Ultimately whether there were falsifications or misrepresentations of events in the book or there are currently issues within the CAI organisation these should not detract from the key themes that the book is trying to convey. We should be trying to fight our wars with education and not just bombs. Not only unbiased education for the children of countries like Afghanistan and Pakistan but education within our own country on other cultures and religions. There are a lot of misrepresentations of Muslims in the minds of people today.
And for everyone out there putting Mortenson down. At least he tried.
The main issues
And now to get into a bit more detail if you are interested. Please note this section will contain detailed descriptions of story plots from the book. Also please note that unfortunately I have been unable to obtain a copy of the article written by Jon Krakauer
Lets address the first claim; that Greg Mortenson lied in the book. The two main claims in regards to this is that he didn't visit Korphe, the main village in the book and where he built his first school, until a year later than described in the book. And that he wasn't abducted by the Taliban.
In regards the first claim, Mortenson is the first to admit that there are inaccuracies in the timeline of the book as he and David Oliver Relin agreed to "simplify the sequence of events for the purposes of telling what was, at times, a complicated story" <source>. He clarifies that he first visited the village after the failed K2 attempt and then returned one year later but that many of the events during these two visits were portrayed as one visit in the book for simplification <source>. He also identifies another area in the book where this has happened; "At the end of the book, I took three trips up to northern Afghanistan, over about a year and a half. Those were synthesized into one trip." <source>. From what I can tell personally the main discrepancy is that on his very first visit he was only in Korphe for a few hours not overnight like is implied in the book. However the rest adds up. When I was reading the book I certainly interpreted that there were multiple trips to and from Korphe and he states in the book that it took over 2 years to build the bridge (and subsequently the school) in Korphe.
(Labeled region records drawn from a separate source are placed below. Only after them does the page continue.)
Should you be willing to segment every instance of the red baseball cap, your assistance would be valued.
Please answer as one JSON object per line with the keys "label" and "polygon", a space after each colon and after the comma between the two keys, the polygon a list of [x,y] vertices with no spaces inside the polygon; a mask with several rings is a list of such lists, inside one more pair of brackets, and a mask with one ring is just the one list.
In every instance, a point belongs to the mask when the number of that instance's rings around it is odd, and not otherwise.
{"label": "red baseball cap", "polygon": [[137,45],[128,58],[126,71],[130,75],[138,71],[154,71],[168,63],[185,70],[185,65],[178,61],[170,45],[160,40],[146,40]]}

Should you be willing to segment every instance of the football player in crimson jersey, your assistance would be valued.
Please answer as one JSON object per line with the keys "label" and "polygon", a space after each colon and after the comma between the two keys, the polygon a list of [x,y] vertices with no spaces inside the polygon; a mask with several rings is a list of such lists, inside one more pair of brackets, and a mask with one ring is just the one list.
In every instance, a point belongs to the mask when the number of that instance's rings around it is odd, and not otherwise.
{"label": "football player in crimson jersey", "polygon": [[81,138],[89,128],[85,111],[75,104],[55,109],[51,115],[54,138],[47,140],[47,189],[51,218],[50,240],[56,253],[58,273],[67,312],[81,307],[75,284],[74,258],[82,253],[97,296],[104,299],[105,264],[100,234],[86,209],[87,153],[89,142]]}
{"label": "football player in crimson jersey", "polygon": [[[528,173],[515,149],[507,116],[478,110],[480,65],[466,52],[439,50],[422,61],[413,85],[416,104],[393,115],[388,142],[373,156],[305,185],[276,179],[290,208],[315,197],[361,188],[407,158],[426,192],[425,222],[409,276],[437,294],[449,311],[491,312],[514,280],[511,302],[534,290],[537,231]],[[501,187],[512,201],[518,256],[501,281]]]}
The other issue is that he wasn't abducted by the Taliban. First I want to simply clarify that never in the book does he say that he was abducted by the Taliban. The book describes how he makes a trip to Wazirstan in the hope of building his second school in the area, however he readily admits that this was a bad idea since he has absolutely no contacts in the area. He describes some contacts that he meets who turn out he believes to be smugglers. He also describes the madrassa located nearby which was attended by Taliban leaders indicating that Wazirstan is a Taliban supported area of Pakistan. It then goes on to describe how he is detained for five days in a room while his passport and legal documents are held. There is absolutely no description of mistreatment or 'abduction' simply that he was detained and he didn't know why. Most of the description is about his own self-doubt as he isn't sure what to do next or why he is there. After five days an English speaking Pashtun finally comes to talk with him about what he is doing in Wazirstan. Later he was released. It is unfortunate that Mortenson himself said he was abducted by the Taliban in a later interview but it is clearly not detailed as such in the book. Personally I think 60 minutes blew this one out of all proportion in order to provide more shock and awe elements in their story. That an American man who travels to a remote part of Pakistan on the border with Afghanistan without any contacts finds himself detained until a translator is found who can determine what his reasoning for being in the area is seems completely plausible to me and certainly not an exaggeration of the truth.
The second major question investigates CAI and potential misuse of donated funds as it has been helping to pay for promotions of the book domestically. I completely agree that an independent review of CAI in order to identify any conflicts of interest with Mortenson should be undertaken. However I also think that CAI have an invested interest in the success of this book and that the outlay of the money they have used to help promote the book would be directly repaid in exposure and donations to the charity. CAI's charitable work is clearly outlined in the book and I can honestly say that there is no better way for a charity to get it's name out there than through a book such as this.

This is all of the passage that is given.